Perhaps one of the most well-known mathematical concepts in the world of handcrafts is the Fibonacci sequence. In weaving, this sequence of integers can be used to determine the width of colored stripes in a warp, the number of block repeats in a block weave, and so on. In one of my latest hand weaving projects, I decided to use the Fibonacci sequence to design a wavelike pattern.

Shawl in a bunch
A bunch of numbers?

Summing it up

Mathematically, the Fibonacci sequence is defined as follows. The first number of the sequence is 0 and the second number is 1. The subsequent numbers of the sequence are defined as the sum of the previous two numbers. So, the third number equals 0 + 1 = 1, the fourth number is 1 + 1 = 2, and the sequence proceeds with 3, 5, 8, 13, etcetera.

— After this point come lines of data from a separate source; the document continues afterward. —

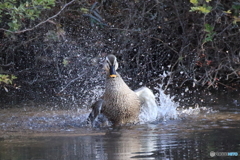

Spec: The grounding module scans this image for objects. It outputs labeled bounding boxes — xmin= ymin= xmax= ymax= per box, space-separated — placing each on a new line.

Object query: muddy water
xmin=0 ymin=104 xmax=239 ymax=160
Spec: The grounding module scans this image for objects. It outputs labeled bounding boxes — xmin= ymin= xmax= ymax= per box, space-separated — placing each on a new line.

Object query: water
xmin=0 ymin=87 xmax=240 ymax=160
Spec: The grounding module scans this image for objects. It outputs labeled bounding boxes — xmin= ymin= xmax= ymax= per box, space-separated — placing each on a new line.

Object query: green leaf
xmin=232 ymin=2 xmax=240 ymax=10
xmin=0 ymin=74 xmax=17 ymax=85
xmin=203 ymin=36 xmax=213 ymax=43
xmin=11 ymin=75 xmax=17 ymax=80
xmin=7 ymin=21 xmax=20 ymax=31
xmin=190 ymin=5 xmax=212 ymax=14
xmin=203 ymin=32 xmax=215 ymax=43
xmin=63 ymin=58 xmax=70 ymax=67
xmin=178 ymin=56 xmax=184 ymax=61
xmin=80 ymin=8 xmax=89 ymax=14
xmin=233 ymin=16 xmax=240 ymax=24
xmin=190 ymin=0 xmax=198 ymax=6
xmin=204 ymin=23 xmax=214 ymax=32
xmin=0 ymin=75 xmax=10 ymax=84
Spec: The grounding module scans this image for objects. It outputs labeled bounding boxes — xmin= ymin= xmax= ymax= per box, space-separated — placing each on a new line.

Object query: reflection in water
xmin=0 ymin=110 xmax=240 ymax=160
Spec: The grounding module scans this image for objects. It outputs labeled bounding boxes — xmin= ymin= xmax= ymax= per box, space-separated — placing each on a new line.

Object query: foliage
xmin=0 ymin=74 xmax=17 ymax=92
xmin=190 ymin=5 xmax=212 ymax=14
xmin=0 ymin=0 xmax=55 ymax=31
xmin=232 ymin=2 xmax=240 ymax=16
xmin=189 ymin=0 xmax=240 ymax=44
xmin=203 ymin=23 xmax=215 ymax=43
xmin=190 ymin=0 xmax=212 ymax=14
xmin=0 ymin=74 xmax=17 ymax=85
xmin=190 ymin=0 xmax=215 ymax=44
xmin=231 ymin=2 xmax=240 ymax=24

The sequence is not only a fun mathematical concept, it also appears in nature. For example, it can be seen in the number of petals on flowers, the number of branches and leaves on trees and plants and the arrangements of seeds in flowers such as the sunflower. Hence, using the Fibonacci numbers in your handcraft often gives the design a natural and pleasing look.

Finishing of the shawl Finishing of the shawl from an alternate angle
Making it count

The idea of weaving something based on the Fibonacci sequence had been in my mind for a while. When I saw some beautiful hand-dyed skeins of yarn in my local yarn shop, I realized those would be the perfect yarn to make this idea come to life. I picked a skein of blue and a skein of white with colored speckles to alternate in the warp and added two skeins in bright pink for the weft. The yarn is a beautiful mix of cotton, alpaca and merino. The thread is quite thin, making it perfect for an airy summer shawl. I was ready to start working on a shawl design incorporating the Fibonacci numbers.

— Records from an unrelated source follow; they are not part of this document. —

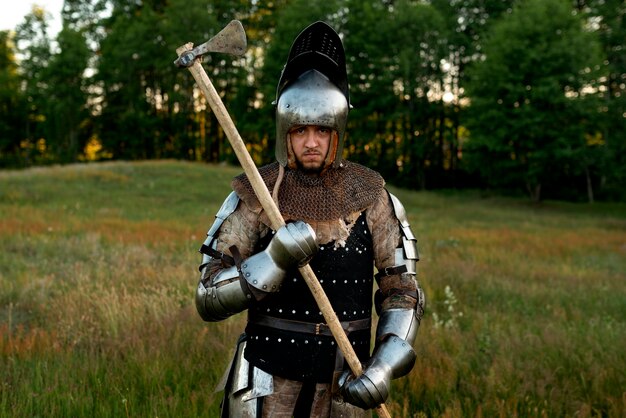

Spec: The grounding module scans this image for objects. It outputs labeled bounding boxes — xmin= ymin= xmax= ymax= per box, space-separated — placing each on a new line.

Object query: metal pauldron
xmin=388 ymin=192 xmax=419 ymax=273
xmin=199 ymin=191 xmax=240 ymax=270
xmin=376 ymin=191 xmax=425 ymax=332
xmin=196 ymin=192 xmax=249 ymax=322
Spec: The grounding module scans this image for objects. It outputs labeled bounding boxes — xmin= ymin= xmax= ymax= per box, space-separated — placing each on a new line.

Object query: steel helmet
xmin=275 ymin=21 xmax=350 ymax=169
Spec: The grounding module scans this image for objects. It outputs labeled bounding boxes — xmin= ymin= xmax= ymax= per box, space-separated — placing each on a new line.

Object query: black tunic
xmin=244 ymin=212 xmax=374 ymax=383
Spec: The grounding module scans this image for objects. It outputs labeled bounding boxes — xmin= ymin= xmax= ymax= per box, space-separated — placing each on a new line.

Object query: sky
xmin=0 ymin=0 xmax=64 ymax=34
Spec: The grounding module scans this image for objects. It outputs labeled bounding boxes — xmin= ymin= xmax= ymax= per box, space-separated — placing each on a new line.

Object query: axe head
xmin=175 ymin=20 xmax=247 ymax=67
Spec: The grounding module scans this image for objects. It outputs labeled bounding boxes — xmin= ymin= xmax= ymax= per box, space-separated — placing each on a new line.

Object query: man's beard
xmin=295 ymin=159 xmax=325 ymax=175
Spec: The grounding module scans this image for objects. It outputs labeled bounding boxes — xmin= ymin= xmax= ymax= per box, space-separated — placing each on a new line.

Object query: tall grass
xmin=1 ymin=160 xmax=625 ymax=417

Close-up of the shawl showing the yarn threads
Yarn up close

Weaving waves

To capture the Fibonacci sequence in weaving, I came up with a wavelike pattern. Basically, I made a straight draft covering 8 shafts. However, I did not use one warp thread per shaft as would be the case for a standard straight draft. Instead, I let the Fibonacci numbers decide how many warp treads to put on a shaft before continuing to the next one. So, there is 1 warp thread on the first shaft, 1 on the second shaft, 2 on the third shaft, up until 13 warp threads on shaft 7. Then, I went back down the Fibonacci sequence: 8 warp threads on the last shaft, 5 threads on the first shaft and so on. I applied the same technique to the treadling. This variation in the amount of warp and weft threads per shaft results in a weaving draft that starts to wave. Using the Fibonacci sequence, I ended up with a wavy weave.

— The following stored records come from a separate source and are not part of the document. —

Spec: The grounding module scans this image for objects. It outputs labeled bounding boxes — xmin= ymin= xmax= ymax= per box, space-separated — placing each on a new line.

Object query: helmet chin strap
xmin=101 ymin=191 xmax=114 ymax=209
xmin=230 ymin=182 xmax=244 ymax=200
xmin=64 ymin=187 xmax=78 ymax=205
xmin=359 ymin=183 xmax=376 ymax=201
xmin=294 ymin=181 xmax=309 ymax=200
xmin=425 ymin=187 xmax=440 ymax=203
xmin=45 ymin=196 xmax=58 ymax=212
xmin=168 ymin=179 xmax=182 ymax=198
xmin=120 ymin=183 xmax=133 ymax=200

Shawl folded onto itself twice Detailed close-up of the shawl
Riding the waves

Placing several adjacent warp threads on the same shaft is not the way to go for the actual woven cloth. The draft I made was a block draft, not a proper weaving draft yet. In a block draft, the warp ‘threads’ do not represent actual threads but blocks of threads. By substituting the blocks of threads into the block draft, a weaving draft is created. The fun of making block drafts is that you can substitute blocks based on different weaving structures in the same draft, ending up with countless weaving drafts derived from a single block draft.

Shawl folded onto itself once
Turned Taquete on repeat

True to my new love for Turned Taquete, I turned the block draft into a Turned Taquete pattern. In weaving software, this is quite simple: redraw the block warp onto a network, add a parallel repeat to the warp and add a tabby to the treadling. Each of these steps is just a couple of clicks, hence my design was quickly done.

Subtle and soft

The yarn was a joy to work with and led to surprising results. The alternating blue and speckled yarn looked beautiful together in the warp. Once I started weaving with the bright pink weft, the result was more subtle than I had anticipated. The cotton, alpaca and merino fibers in the yarn did not take up the dye in the same way: the yarn has a white cotton core thread containing bright colored alpaca and merino fibers. Still, the blue and bright pink yarn had a quite intense color on the skein.

In the woven cloth, the three yarn colors combined into a more subtle color palette. This made for subtle waves changing in color between the blue and speckled warp on a pink background. The resulting shawl is incredibly soft, light and airy. I had fun applying the Fibonacci sequence into weaving and trying out this beautiful hand-dyed yarn. The shawl is perfect for this time of the year, so I will certainly enjoy wearing it.